Compost on the fast track with Berkeley method 


Avid gardeners swear by the making and use of compost and those who want quicker compost availability can get it with the Berkeley compost method.

Julia Mitchell of Southern Alberta Permaculture shared her experiences in April with members of the University of Lethbridge community garden association.

She said the more labour intensive composting method can yield usable garden material within two to three weeks compared to the more traditional leave-alone method that can take a year or more.

Mitchell said the first step is to use material chopped into pieces of one half to 1.5 inches (2.5-3.8 cm). This is particularly important for woody materials but not as necessary with soft tissue waste such as spoiled fruit and vegetables.

Step two involves the ratio of carbon to nitrogen, recommended at 30:1.

“This ratio is very important,” said Mitchell. “If there is too little carbon, the nitrogen will be lost to the air.”

Composters should think of carbon as dry plant materials such as dry grass, straw and sawdust. Nitrogen is represented in wetter materials such as grass clippings, vegetable waste, coffee grounds and manure.
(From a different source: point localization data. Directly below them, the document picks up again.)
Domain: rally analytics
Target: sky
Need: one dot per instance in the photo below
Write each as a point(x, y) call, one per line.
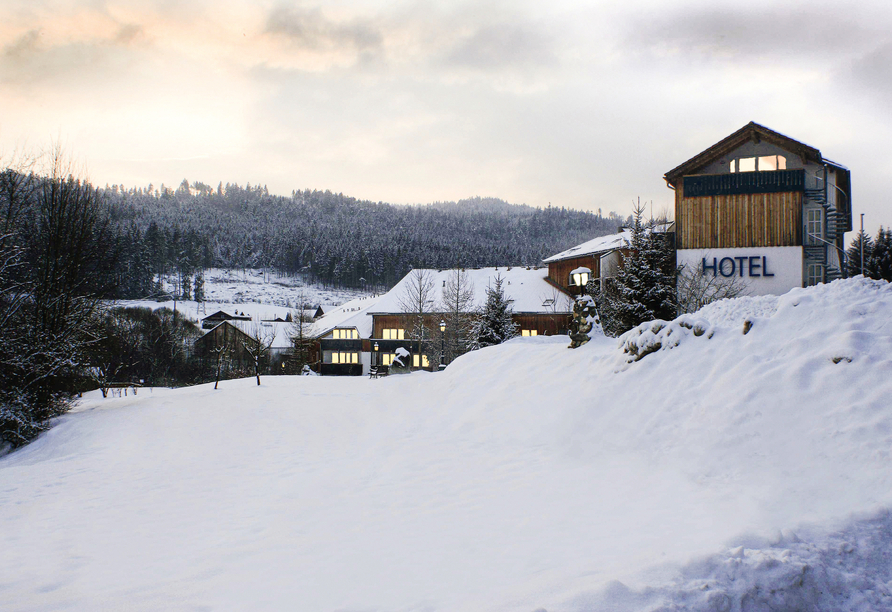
point(578, 104)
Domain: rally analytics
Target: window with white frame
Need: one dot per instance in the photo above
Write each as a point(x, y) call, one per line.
point(578, 279)
point(344, 357)
point(762, 163)
point(815, 274)
point(814, 225)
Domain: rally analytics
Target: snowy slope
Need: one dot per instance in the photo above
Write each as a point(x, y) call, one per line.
point(724, 471)
point(254, 292)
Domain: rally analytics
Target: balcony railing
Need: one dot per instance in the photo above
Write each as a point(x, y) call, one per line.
point(743, 182)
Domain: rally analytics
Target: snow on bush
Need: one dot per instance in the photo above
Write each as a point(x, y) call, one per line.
point(658, 335)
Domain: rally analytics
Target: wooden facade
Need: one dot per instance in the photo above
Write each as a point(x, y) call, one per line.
point(741, 220)
point(544, 323)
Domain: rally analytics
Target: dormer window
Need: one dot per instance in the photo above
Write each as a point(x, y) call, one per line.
point(763, 163)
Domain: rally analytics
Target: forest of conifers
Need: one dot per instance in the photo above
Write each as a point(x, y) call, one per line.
point(330, 238)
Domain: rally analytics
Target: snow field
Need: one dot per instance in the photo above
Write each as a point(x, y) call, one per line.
point(731, 472)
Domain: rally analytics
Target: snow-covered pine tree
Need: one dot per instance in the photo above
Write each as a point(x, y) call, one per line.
point(644, 286)
point(198, 289)
point(879, 264)
point(494, 324)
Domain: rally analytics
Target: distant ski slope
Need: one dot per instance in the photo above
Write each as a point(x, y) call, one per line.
point(731, 472)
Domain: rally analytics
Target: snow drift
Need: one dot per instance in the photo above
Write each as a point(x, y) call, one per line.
point(720, 471)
Mitchell recommended layering the two types of materials in the compost pile, pit or bin. Step three is to add water, aiming for 50 percent moisture content.

She achieves this by spraying each layer with a hose while layering compost materials.

“If it’s a sloppy mess and it smells, you have too much water,” said Mitchell.

The fourth step is heat. Some volume is needed to generate heat, caused by a reaction between the carbon and nitrogen, Mitchell said. She recommended building a pile three feet by three feet (0.9 x 0.9 metres) for manageable size.

Once the material is assembled and the pile has sat for several days, Mitchell said composters should be able to feel heat in the pile by sticking in their arm. A thermometer will also do the job, and the goal is to turn the pile before it exceeds 71 C.

Turning is the fifth step. This should be done every two days, putting the outside material from the pile into the middle. Less frequent turning will lengthen the compost process but it will still work, provided the pile does not get too hot, Mitchell said.

A high temperature kills the beneficial bacteria and can stop the compost process.

Monitoring is the sixth step, said Mitchell.

“You should see higher temperatures in your pile within 24 to 48 hours.”

Establish a pile or bin and do not keep adding to it because this disturbs the carbon to nitrogen ration. Store new material in another area with which to start a separate pile or bin, Mitchell said.

If more carbon appears to be needed at some stage, she recommended adding sawdust, which breaks down quickly.

Soil should not be added to the compost pile or bin, she said.

“It adds to the weight of your pile and doesn’t contribute to decomposition.”

She also advised against adding ashes from stoves or fireplaces, nor should manure from carnivorous animals be used because of associated pathogens.

If the process is working properly, the pile should smell like soil. It should be warm and when turned, white fungi should be visible in the material. Volume will shrink and the material will turn dark brown.

If all steps are followed, a three by three foot pile should yield about one wheelbarrow full of compost within two to three weeks.

“It’s not a science,” said Mitchell. “You sort of have to do trial and error.”

She prefers establishing the pile on a hard surface so it is easier to move when turning. Piles can also be easier to turn than material in bins, though devices are available to help turn material in bins and containers.

Robert Raabe, a professor of plant pathology at the University of California, Berkeley, developed the Berkeley compost method.

  • Chop material
  • Establish 30:1 carbon and nitrogen ratio
  • Add moisture
  • Measure heat
  • Turn material every two days
  • Monitor the process
  • Use compost where desired
  • April Reeves

    This is a great method that works brilliantly, but it was not invented by someone recently. My parents taught me this 50 years ago. It’s not new. Sometimes I get tired of people hanging their hat on an idea that’s been around for centuries, teaching it to younger people that don’t know. Growing food isn’t about fame: it’s about connection to humanity and closing the circle from your own small plot…

  • Mike Skrotzki

    I don’t care for all the labor in this method. A compost pile shouldn’t take that much labor, at least mine dose not. Mine is one of the year composting piles.I like it to be a yearly thing.I grab it once a year, and then it starts all over again.I don’t put my compost in a box, just a big pile, flip it once every two or three weeks, add water, more scraps , Old folks like me don’t want the labor, I do screen mine, then add it to your garden.I used a box before , but it’s hard to stir. On the ground it’s easy, start where the old stuff is, and work to the new stuff

  • http://tadpoletalk.blogspot.com/ erin

    I am a compost lover. and realizing the more you turn it, the faster it works! We have a two compartment composter made from pallets, open on the top and sides. just add food scraps all winter and about now is when I get serious about turning, adding the right ingredients and making compost for this year’s garden. Nothing is better fertilizer!!
    Its so satisfying when your compost is done!
    :0)

    I say, teach away!! The younger generation has to learn somehow. Let everyone know that their yard scraps (grass clippings, leaves, food scraps…) are golden and not a nuisance!

  • CJ

    What is that plastic sheeting called that’s on the composter lid?